Northwestern planning to get its act together
BY NEIL HAYES firstname.lastname@example.org September 14, 2012 8:22PM
NFL_FLAT_LOGOS_041699: NFL team logos; stand-alone; 1c; 52mm; MOVED Fri. April 16.
BOSTON COLLEGE AT NORTHWESTERN
The facts: 2:30 p.m., BTN, 1000-AM.
Updated: October 16, 2012 6:13AM
Conclusions drawn after Northwestern’s season-opening victory against Syracuse were less accurate after the Wildcats knocked off Vanderbilt last week. That means the essential question still lurks as Northwestern prepares for the game Saturday against Boston College at Ryan Field.
How good are these guys?
Are they an offensive-oriented team that must win shootouts, which seemed to be the case after the 42-41 win over the Orange. Or are they a defensive team that struggles with offensive consistency, which it appeared after they defeated the Commodores 23-13?
“We’ve gotten a glimpse of all three phases from special teams to defense to offense,” senior linebacker David Nwabuisi said. “It’s going to be crazy when we put all three together for a game. That’s when we’re going to know how good we can really be. So far, we haven’t been able to put all three phases together for four quarters. Once we do that, we’re going to be a scary team, somebody to be reckoned with.”
If the offense can be more consistent, especially in the passing game, and the defense can play more like it did against Vanderbilt, history could be in the making. With South Dakota, Indiana, Penn State and Minnesota next on the schedule, the Wildcats have a chance to be the first Northwestern team since 1936 to start 7-0, assuming they can beat Boston College, which also is searching for an identity.

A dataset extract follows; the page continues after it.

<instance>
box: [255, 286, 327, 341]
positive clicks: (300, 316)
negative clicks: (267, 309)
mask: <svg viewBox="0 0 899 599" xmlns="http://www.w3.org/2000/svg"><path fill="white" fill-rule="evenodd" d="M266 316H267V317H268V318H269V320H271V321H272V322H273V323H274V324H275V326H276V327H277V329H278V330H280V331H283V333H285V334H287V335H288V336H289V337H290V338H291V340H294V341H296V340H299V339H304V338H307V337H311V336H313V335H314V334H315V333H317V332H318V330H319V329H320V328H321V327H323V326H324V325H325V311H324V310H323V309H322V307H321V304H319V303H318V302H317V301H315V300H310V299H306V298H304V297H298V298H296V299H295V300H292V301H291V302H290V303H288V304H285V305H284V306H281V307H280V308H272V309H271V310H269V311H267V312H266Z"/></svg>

“We don’t really get a lot of respect in the media,” running back Venric Mark said. “We’re 2-0 right now. It doesn’t matter. We’re just going to take it one game at a time.”
Getting to 3-0 could be a challenge considering Boston College’s passing game. It ranks 15th in the country (330 yards per game) and more resembles Syracuse’s attack than Vanderbilt’s. Quarterback Chase Rettig has completed 58 percent of his passes with five touchdowns and one interception.
“We know that’s what’s going to happen,” coach Pat Fitzgerald said of the Eagles attacking the Wildcats’ secondary similar to how the Orange did. “We’d be burying our head in the sand not to think that. We’ve got to take that kind of approach and attitude that the same thing is going to happen.”